From: Andreas Röhler
Subject: Re: DynamicBindingVsLexicalBinding
Date: Sun, 13 Oct 2013 09:54:37 +0200
User-agent: Mozilla/5.0 (X11; Linux i686; rv:24.0) Gecko/20100101 Thunderbird/24.0

Am 12.10.2013 20:35, schrieb Dmitry Gutov:
Andreas Röhler <address@hidden> writes:

it's said WRT lexical binding

"Because it's (1) much easier for the user [that is, programmer], because
it eliminates the problem of which variables lambda-expressions use
(when they attempt to use variables from their surrounding context)"

Unfortunately couldn't find a use-case where it is easier - while consenting it 
might be easier for the compiler to swallow.

Could someone give an example, where lexical binding makes coding easier?

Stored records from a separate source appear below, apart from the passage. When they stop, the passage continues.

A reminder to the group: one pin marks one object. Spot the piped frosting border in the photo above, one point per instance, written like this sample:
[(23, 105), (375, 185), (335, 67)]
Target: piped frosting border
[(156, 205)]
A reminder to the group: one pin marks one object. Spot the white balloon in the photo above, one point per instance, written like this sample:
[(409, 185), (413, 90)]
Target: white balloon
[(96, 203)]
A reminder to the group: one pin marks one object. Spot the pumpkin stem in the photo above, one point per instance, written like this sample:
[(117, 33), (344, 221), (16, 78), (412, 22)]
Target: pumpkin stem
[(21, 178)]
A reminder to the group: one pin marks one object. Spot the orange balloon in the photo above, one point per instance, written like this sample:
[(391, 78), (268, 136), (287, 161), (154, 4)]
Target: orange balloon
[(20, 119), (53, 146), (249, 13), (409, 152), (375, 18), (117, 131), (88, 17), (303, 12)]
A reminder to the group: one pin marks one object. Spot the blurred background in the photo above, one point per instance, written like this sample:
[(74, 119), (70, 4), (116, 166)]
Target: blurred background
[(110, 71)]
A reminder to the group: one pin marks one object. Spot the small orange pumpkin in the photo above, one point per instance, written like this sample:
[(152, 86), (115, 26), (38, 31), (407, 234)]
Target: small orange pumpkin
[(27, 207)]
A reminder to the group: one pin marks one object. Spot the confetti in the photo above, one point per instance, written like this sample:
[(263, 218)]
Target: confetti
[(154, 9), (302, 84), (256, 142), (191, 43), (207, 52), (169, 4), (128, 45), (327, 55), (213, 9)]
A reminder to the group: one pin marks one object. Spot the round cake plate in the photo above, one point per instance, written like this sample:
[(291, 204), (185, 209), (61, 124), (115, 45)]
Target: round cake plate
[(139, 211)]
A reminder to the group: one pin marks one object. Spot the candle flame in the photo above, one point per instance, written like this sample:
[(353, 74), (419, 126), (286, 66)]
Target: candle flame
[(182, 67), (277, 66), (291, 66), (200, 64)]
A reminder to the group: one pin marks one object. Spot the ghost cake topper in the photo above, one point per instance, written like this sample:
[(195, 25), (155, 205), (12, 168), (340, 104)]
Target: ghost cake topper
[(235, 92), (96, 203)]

Consider this rather obvious higher-order function:

(defun addinator (a)
   (lambda (b)
     (+ a b)))

;; This doesn't work with dynamic binding, at all
(funcall (addinator 3) 4)

;; This returns wrong result with dynamic binding
(let ((a 42))
   (funcall (addinator 3) 4))

That's interesting, but can hand-over functions also with dynamic binding.

Do you have a real use-case where lexical-binding is superior?

Can't see goodies from lexical binding beside a simplification for the compiler.